Speaking in Maps: Toward a Spatial Prosopography of East Central Europe's Modern Geographers

Steven Seegel is Associate Professor of History, University of Northern Colorado, the author of books on the history of modern East European geography, geopolitics, and critical cartography: Ukraine under Western Eyes (Harvard University Press, 2011); Mapping Europe’s Borderlands: Russian Cartography in the Age of Empire (University of Chicago Press, 2012). His current project, Map Wars, is a microstudy of the entangled modern lives and transnational careers of six geographers across East Central Europe, from the 1870s to the 1950s.

Graduate student inquirer Alison Orton, UIC

Summary

“A new instrument was discovered—the map language. A map was as good as a brilliant poster, and just being a map made it respectable, authentic. A perverted map was a life-belt to many a foundering argument,” thus wrote the U.S. geographer Isaiah Bowman in 1921. Bowman (1878-1950), a naturalized American citizen of 1899 born in Ontario in 1878, was recalling his experiences at the Paris Conference in 1919. As the influential director of the American Geographical Society since 1915, he was appointed Chief Territorial Specialist of the U.S. Committee to Negotiate Peace in 1918. He was placed in charge of coordinating all geographical data for the post-World War I remapping of a democratic East Central Europe. Bowman served on the U.S. Council on Foreign Relations and the board of Foreign Affairs since 1921, was the head of the International Geographers’ Union from 1928 to 1934, became the sixth president of Johns Hopkins in 1935, and later had the ear of Franklin Delano Roosevelt.

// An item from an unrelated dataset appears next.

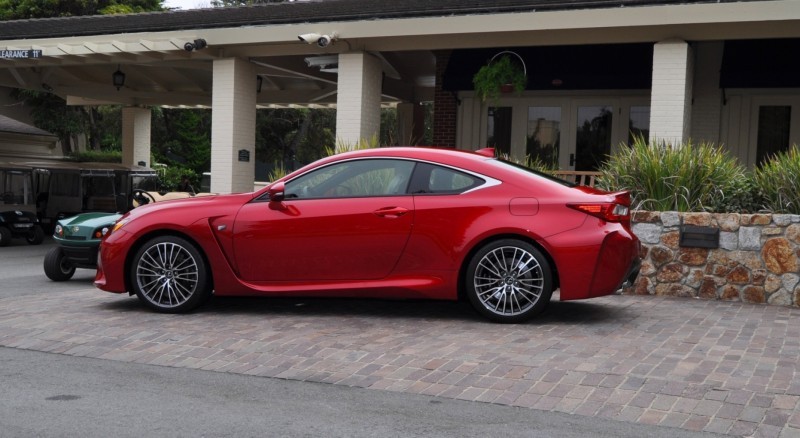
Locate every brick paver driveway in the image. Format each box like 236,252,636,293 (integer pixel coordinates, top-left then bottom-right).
0,274,800,437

Taking Bowman’s insight to heart, this presentation previews the methodology of my current project, Map Wars. It is a microstudy of modern European and U.S. history, looking at constructions of subjecthood from the global and postcolonial vantages of uncertain frontiers. Using geographers’ personal diaries and letters, I look at political geography, forms of transnational cultural transfer, and visual modes of borrowing and mimesis. The project examines Bowman together with the entangled lives and deaths of five geographers in East Central Europe – Albrecht Penck (1858-1945) of Germany, Eugeniusz Romer (1871-1954) of Poland, Stepan Rudnyts’kyi (1877-1937) of Ukraine, Count Pál Teleki (1879-1941) of Hungary, and Arkadz Smolich (1891-1938) of Belarus. I pay careful attention to the histories of imperialism and nationalism, since these geographers assimilated to 20th-century states after emerging from 19th-century Europe’s multiethnic dynastic empires. Many became lifelong international friends, or as one-time friends turned after World War I into avowed geopolitical rivals.

For the SEE NEXT seminar, I will introduce a new historical approach of spatial prosopography, which combines recent scholarship on feminist human geography, transnational histoire croisée, mental maps, and the new imperial history. Primarily, this is a form of poststructuralist collective biography, in interwoven synchronic form in East Central Europe from the 1870s to the 1950s. Special attention is devoted to categories of space and place as modes of belonging, the transnational uses and abuses of nationality discourse, and the layered meanings of maps. This symbolic bundling of meaning was inherent to the fragmented loyalties, as well as the fateful borderland choices, in the transnational lives of geographers who became bourgeois professionals and served, in a vulnerable way, the geopolitical ambitions of 20th-century states and societies.